Earlier this month, United States Federal District Court Judge Rosemary M. Collyer made an initial ruling in a much-awaited decision United States House of Representatives v. Burwell.
House v. Burwell raises two claims. First: Did the Obama administration violate the law by delaying the effective date of the Affordable Care Act's (ACA) employer mandate? And second: Did the administration violate the law by using marketplace premium subsidy monies to pay insurers for the cost-sharing assistance, including copayments and deductibles, they provide to eligible plan members, even though lawmakers never appropriated separate funding to do so? Under the U.S. Constitution, the government cannot spend money that has never been appropriated by Congress.
With respect to the employer mandate, Judge Collyer ruled that the House claim amounts to a general complaint about ACA's implementation policy and cannot proceed. But Judge Collyer also ruled that lawmakers do have “standing” to raise the cost-sharing claim, because, were the administration allowed to proceed unlawfully (as the House claims), the “entire Constitutional structure could collapse.” Judge Collyer noted that the House ultimately could lose were she to conclude later that its claims amount to a political argument. But Judge Collyer’s standing ruling, which she admits has “no precedent,” effectively greenlights the case to move forward.

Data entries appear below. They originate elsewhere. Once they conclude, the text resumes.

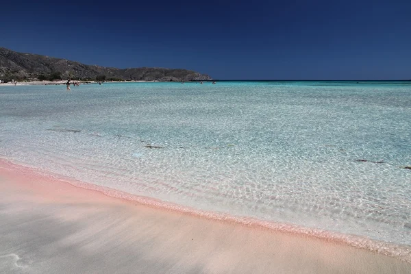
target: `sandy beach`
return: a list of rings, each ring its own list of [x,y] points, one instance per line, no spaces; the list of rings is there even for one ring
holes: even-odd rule
[[[155,81],[110,81],[105,83],[151,83]],[[14,83],[11,82],[7,83],[0,83],[1,86],[38,86],[38,85],[65,85],[67,80],[60,80],[60,81],[30,81],[30,82],[17,82],[16,85]],[[98,81],[80,81],[80,80],[71,80],[71,83],[78,83],[79,84],[99,84]]]
[[[107,197],[0,160],[4,273],[409,273],[361,249]]]

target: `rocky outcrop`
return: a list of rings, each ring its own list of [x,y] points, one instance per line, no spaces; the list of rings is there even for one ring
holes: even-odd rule
[[[87,65],[49,56],[22,53],[0,47],[0,79],[39,77],[55,79],[201,81],[210,80],[206,74],[186,69],[163,68],[116,68]]]

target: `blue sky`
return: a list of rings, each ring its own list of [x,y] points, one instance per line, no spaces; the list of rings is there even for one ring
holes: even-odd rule
[[[411,79],[409,0],[7,2],[0,47],[20,52],[221,79]]]

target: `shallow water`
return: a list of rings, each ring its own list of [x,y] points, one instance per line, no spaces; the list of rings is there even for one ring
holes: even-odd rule
[[[407,82],[0,86],[0,155],[201,210],[411,245],[410,95]]]

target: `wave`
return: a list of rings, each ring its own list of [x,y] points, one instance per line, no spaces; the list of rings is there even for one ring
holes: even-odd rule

Don’t expect an early resolution of the cost-sharing claim. The Obama administration has sought permission from Judge Collyer to appeal this ruling, and presumably she will allow the administration to do so, because the resolution of the standing question is so central to the case. This means that action on the merits will halt while the D.C. Circuit Court of Appeals, and ultimately the United States Supreme Court (should it choose to do so), review her decision. This could take years.
The House’s cost-sharing claim is not potentially fatal to the ACA as was the case with King v. Burwell, decided by the Court in June 2015. The King plaintiffs challenged the administration’s power to pay premium subsidies to eligible people whether or not their state had established a health insurance marketplace. Still, were the government to lose this latest case, there is no question that the loss could inflict serious damage both to insurers and plan members who depend on cost-sharing assistance.
The ACA provides financial help in two ways. The first is premium subsidies for eligible people who buy marketplace plans and have incomes between 100 percent and 400 percent of the federal poverty level. The second is cost-sharing assistance that insurers must provide to members with incomes up to 250 percent of poverty who choose a silver plan.
Cost-sharing assistance effectively raises a plan’s “actuarial value” (the average share of costs covered among a plan’s members), so that health plan members’ out-of-pocket costs are far lower than what they would be without assistance. The ACA’s cost-sharing for a silver health plan raises the actuarial value from 70 percent to 94 percent for people with incomes between 100 percent and 150 percent of poverty; to 87 percent for people with incomes between 150 percent and 200 percent of poverty; and to 73 percent for plan members with incomes between 200 percent and 250 percent of poverty. According to the Kaiser Family Foundation, a standard deductible in 2015 might drop from $2,559 to $229 for a member with income under 150 percent of poverty who enrolled in a silver plan. Copayments for specific services similarly drop dramatically, as do the maximum annual out-of-pocket payment obligations plan members might incur.
Without cost-sharing assistance, several things could happen to the 5.5 million people who, as of June 2015, received help. (About 2 million more would qualify for subsidies were they to choose a silver plan). First, the cost of care would rise—a lot—which in turn could lead many enrollees with less costly health needs to drop their plans. This would have the effect of skewing the marketplaces’ risk pool toward the sickest people, thereby raising premiums for everyone. Second, because insurers that participate in the marketplaces are legally obligated to provide cost-sharing assistance, they could suffer significant financial losses or decide to exit the marketplaces entirely, leading to major erosion of state insurance markets.
Because the ACA entitles insurers to government payments to offset their cost-sharing obligations, they conceivably could sue to recover what they are owed. But as Washington and Lee University School of Law’s Timothy Jost points out, insurers also would argue that, without government payments, they could not be constitutionally compelled to pay cost-sharing assistance.
The administration has never claimed that it can pay for the cost-sharing subsidies without an appropriation but, instead, that no specific appropriation is necessary (although in fact it asked for one in 2013). It argues that the premium appropriations can be used for this purpose. The answer to this question of what the law actually allows the administration to do may be a long way off, perhaps not to be resolved until after the 2016 presidential election. On the other hand, a claim that the President has violated the Constitution by spending money not appropriate by Congress may be viewed as sufficiently serious to trigger prompt review of whether the claim can proceed at all.